I now have a felt understanding of the Roman deity Janus, the two-faced God who is always looking - at the same time - to the past and the future. Janus the God of beginnings ad transitions, the seer of gates, doorways, ending, and time. Regardless of the culture or the era we're born in, we always live into this knowing that we must keep both the beginning and the end in view at once. In real terms, in a single life, it means not forgetting that my father is struggling to breathe as he lies on his side and not muffling the awe in this young girl before me as she hears violin music for the first time. "
-from The Endless Practice by Mark Nepo
Mark Nepo surges to the epitome of spiritual vision as he recalls the Roman God Janus and asks if we too can be all-faced. Can we regard joy and sorrow, pleasure and pain, and beginning and ending with an equal eye? Can we savor the delicious yellow peach even as our body suffers illness? Can we delight in the perseverance of the little boy who meticulously puts on each sock even as evening breaking news of the killing of young children in a Florida School sounds from the television screen?
What kind of consciousness is attuned to the rhythm of life and death in the fabric of creation? Ego consciousness is characterized by choice. We fragment life by choosing what is pleasant or secure or beneficial for our own maintenance and avoiding what is threatening or hostile to our well-being. As Nepo says, we seesaw between life and death.
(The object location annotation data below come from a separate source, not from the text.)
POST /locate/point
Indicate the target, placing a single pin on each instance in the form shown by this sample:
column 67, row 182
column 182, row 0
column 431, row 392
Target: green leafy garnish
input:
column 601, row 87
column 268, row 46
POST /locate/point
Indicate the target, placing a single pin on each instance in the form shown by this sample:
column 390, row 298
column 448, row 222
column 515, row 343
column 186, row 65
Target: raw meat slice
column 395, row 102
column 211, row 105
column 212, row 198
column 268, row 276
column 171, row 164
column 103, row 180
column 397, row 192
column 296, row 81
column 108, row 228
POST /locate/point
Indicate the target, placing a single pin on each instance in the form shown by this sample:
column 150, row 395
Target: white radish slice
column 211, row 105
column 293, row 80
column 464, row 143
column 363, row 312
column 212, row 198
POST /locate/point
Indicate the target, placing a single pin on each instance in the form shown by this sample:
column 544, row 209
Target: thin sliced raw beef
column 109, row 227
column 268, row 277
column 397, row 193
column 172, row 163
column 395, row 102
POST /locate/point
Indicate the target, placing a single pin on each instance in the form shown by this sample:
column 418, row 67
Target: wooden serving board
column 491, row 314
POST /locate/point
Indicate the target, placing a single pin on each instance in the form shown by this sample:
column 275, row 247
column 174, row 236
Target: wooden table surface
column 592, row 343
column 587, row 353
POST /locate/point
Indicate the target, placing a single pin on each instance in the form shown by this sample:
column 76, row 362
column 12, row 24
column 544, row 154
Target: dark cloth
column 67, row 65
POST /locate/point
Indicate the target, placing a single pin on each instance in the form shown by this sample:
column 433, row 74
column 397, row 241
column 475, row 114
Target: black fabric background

Our conversation with ourselves typically revolves around the refrain: "I want this. I don't want that." Yet the more we press for security, the more we are conscious of our fear of insecurity, and so the escape from fear is fear. Nepo call this vicious circle a seesaw; Buddhists call it the wheel of birth and death or monkey mind. How can we be free?
Understanding that every hard choice produces the opposite of its intention grants us a felt understanding. I think this is what Jesus was about when he said that he came to fulfill the law. Use the law, see that its effort to wrench life into a particular form diminishes the spirit. Be obedient to all your efforts to do good works, and ask yourself if your compulsive trying has given you inner joy and lightness of being. The understanding of the gulf is the breakthrough- the moment that choiceless awareness comes to you like a gift, blowing on your life like a gentle breeze.
When I was minister of the Westmoreland United Church in New Hampshire, I thrilled each fall to the vibrant colors. We surely have a fall season in Montana, but the prodigious amount of hardwoods in New England produce a full palate. And yet the vibrant color of the leaves is the death cry. They are most vibrant at the moment of their falling and transition. To be conscious of the leaves is to move beyond the perspective of my little life. To see the leaves and appreciate the rhythm of their life and death is to enter creation. Matthew Fox says that the cosmos is in us and we are in the cosmos. To behold the leaf, to let its doing correspond to my own quality, is to overcome any distinction between inner and outer and come upon a cosmological consciousness. Then, I and creation are in harmony. We are doing one thing. It seems to me that the more we ca dance with nature's passion- its all-faced view of beginning and ending- the more we can rest in that awareness that drinks the full cup of life - the frothy brew and the dregs at the bottom.